The rise of social media has been nothing short of phenomenal. It has reshaped everything from the way we get our news to the ways we interact with brands and our favourite products. However, there is also a glaring sinister side to social media.
Sites such as Twitter, Facebook and Ask.fm offer bullies and renegade users the chance to abuse and torment others from the shielded comfort of their phone, laptop or desktop. During this past fortnight, the negative side of social media has dominated the news, primarily the abuse of an MP and woman’s rights campaigners, and the suicide of a British schoolgirl who was relentlessly tormented online.
This type of activity has led to many companies and celebrities looking to the services of online and digital PR companies like PHA Media in London.

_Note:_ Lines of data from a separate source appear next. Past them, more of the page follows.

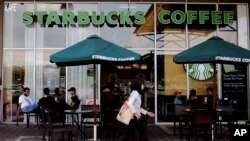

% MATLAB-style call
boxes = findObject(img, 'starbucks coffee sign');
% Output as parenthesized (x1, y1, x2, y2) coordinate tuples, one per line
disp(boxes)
(184, 63, 215, 80)
(22, 10, 234, 26)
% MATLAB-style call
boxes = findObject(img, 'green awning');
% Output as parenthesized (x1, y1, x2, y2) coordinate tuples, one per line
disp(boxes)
(49, 35, 141, 137)
(50, 35, 141, 66)
(173, 36, 250, 64)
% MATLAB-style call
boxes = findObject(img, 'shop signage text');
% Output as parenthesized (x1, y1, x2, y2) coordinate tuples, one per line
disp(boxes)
(215, 56, 250, 63)
(23, 10, 234, 26)
(92, 55, 136, 61)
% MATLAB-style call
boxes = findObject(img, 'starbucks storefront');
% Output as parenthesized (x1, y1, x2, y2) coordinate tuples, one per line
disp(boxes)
(0, 0, 249, 124)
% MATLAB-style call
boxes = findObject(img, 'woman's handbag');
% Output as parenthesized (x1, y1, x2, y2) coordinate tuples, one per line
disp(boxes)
(116, 101, 133, 125)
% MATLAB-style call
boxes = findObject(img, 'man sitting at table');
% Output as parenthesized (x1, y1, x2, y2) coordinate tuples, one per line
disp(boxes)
(38, 88, 63, 122)
(203, 87, 220, 109)
(62, 87, 80, 110)
(187, 89, 201, 109)
(38, 88, 57, 111)
(17, 87, 39, 116)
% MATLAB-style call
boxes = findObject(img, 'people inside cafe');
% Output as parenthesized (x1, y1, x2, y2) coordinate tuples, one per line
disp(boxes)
(173, 90, 183, 104)
(186, 89, 201, 109)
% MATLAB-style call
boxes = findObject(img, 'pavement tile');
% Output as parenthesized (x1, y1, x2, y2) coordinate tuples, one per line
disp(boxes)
(0, 123, 229, 141)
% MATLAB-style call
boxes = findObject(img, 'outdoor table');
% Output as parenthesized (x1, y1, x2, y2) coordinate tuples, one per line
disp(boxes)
(64, 109, 93, 128)
(64, 109, 93, 138)
(216, 107, 237, 123)
(173, 106, 192, 138)
(183, 108, 192, 113)
(80, 109, 102, 135)
(182, 108, 193, 120)
(216, 107, 238, 134)
(216, 108, 237, 113)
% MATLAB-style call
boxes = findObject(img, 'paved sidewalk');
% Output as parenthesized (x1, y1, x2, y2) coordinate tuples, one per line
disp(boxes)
(0, 123, 228, 141)
(0, 123, 180, 141)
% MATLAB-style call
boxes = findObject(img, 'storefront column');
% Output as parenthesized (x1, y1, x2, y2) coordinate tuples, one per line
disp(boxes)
(0, 0, 3, 123)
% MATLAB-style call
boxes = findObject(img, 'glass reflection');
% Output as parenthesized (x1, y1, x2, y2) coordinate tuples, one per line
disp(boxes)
(156, 4, 186, 49)
(100, 3, 154, 48)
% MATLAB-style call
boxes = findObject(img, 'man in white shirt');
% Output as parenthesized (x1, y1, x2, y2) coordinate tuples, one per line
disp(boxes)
(17, 87, 38, 116)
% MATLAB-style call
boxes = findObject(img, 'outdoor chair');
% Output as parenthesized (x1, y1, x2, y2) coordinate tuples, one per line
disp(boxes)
(189, 109, 215, 141)
(216, 104, 238, 134)
(100, 109, 123, 141)
(67, 100, 81, 127)
(40, 107, 73, 141)
(246, 120, 250, 125)
(81, 105, 102, 139)
(173, 104, 191, 138)
(16, 104, 39, 127)
(159, 102, 175, 121)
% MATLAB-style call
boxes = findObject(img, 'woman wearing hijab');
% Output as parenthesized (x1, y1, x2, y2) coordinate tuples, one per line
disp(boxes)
(119, 80, 155, 141)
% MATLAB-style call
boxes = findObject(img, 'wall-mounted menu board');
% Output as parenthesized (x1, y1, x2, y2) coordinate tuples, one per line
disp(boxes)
(221, 64, 247, 105)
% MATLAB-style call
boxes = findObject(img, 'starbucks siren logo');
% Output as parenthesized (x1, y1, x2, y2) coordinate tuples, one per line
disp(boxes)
(184, 63, 215, 80)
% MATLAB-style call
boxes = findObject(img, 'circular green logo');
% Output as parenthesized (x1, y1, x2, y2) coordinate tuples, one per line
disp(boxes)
(184, 63, 215, 80)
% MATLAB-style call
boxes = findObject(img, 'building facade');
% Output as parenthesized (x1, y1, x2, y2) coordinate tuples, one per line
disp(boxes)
(0, 0, 249, 124)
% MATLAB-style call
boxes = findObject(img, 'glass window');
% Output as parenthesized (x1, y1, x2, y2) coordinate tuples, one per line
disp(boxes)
(67, 3, 99, 48)
(2, 2, 249, 124)
(100, 50, 154, 111)
(4, 3, 34, 49)
(218, 4, 237, 44)
(36, 3, 66, 48)
(220, 4, 248, 120)
(157, 53, 187, 122)
(35, 49, 65, 100)
(65, 3, 98, 105)
(100, 3, 154, 49)
(187, 4, 216, 99)
(3, 49, 35, 122)
(237, 4, 248, 49)
(156, 3, 186, 50)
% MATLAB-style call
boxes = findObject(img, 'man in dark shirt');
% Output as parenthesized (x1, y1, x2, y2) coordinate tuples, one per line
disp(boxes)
(187, 89, 201, 109)
(67, 87, 80, 109)
(54, 87, 66, 103)
(38, 88, 57, 111)
(203, 87, 219, 109)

Both Twitter and Ask.fm, of course, have gone into PR overdrive in an attempt to deflect any criticism. The UK head of Twitter, Tony Wang, personally apologised to the two women involved in the recent Twitter abuse scandal, whilst Ask.fm has published an open letter sent to Hannah Smith, the girl who took her life after enduring relentless bullying on the site.
In the first case, that of Stella Creasy and Caroline Criado-Perez, an average of 50 abusive tweets were sent in the aftermath of a campaign to get more female British greats on our bank-notes. The nasty abuse highlighted a glaring issue within Twitter; the lack of an abuse button.
In the case of Hannah Smith, users are allowed to post anonymously, a structure that ‘trolls’ take advantage of to bully online. Trolls constantly abused Hannah Smith, bullying her about her appearance, her family and her interests. The tragedy has seemingly inflicted irreparable damage on Ask.fm, with several sponsors and backers pulling the financial plug.
The introduction of an abuse button, following a petition signed by some 130,000 people, is a positive step for Twitter. Whether it acts as a repellent to would-be trolls remains to be seen. However, surely law and order is needed? There seems to be a scatter gun approach to policing social media. Teenagers are arrested for racially abusing sportsman, yet rape threats are apparently ignored until the pressure to act becomes too much.
Governments need to sit down with Social Media leaders in order to construct formal and serious guidelines. Unless this happens, it seems that the next tragic abuse incident is just around the corner.